Nous allons suspendre la séance quelques instants, le temps de régler notre problème. Nous allons d’ailleurs bientôt conclure avec la commissaire et la remercier, puis passer au prochain groupe de témoins.
Nous allons accueillir notre troisième groupe de témoins de la réunion, mais je voudrais d’abord remercier la commissaire aux langues officielles du Nouveau-Brunswick, Mme Shirley MacLean, de son témoignage et de ses réponses à nos questions.
Malgré les difficultés techniques, nous avons quand même compris l’essentiel de vos propos. Les réponses que vous avez fournies à nos questions nous aideront à rédiger notre rapport sur notre étude portant sur l’immigration francophone.

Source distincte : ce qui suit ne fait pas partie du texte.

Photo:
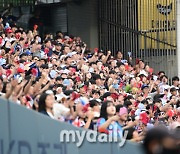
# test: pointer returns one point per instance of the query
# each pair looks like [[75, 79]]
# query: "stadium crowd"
[[60, 77]]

Chers collègues, nous accueillons maintenant M. Chedly Belkhodja, professeur titulaire à l’École des affaires publiques communautaires et directeur du Centre d’étude de la politique et de l’immigration de l’Université Concordia.
Monsieur Belkhodja, merci beaucoup d’avoir accepté notre invitation et de vous trouver parmi nous ce soir.
[Difficultés techniques]
Il semble bien qu’il ne m’entende pas. Nous allons suspendre la séance encore une fois et tenter de régler nos difficultés techniques. Merci de votre patience, chers collègues, et merci aussi aux témoins de leur patience.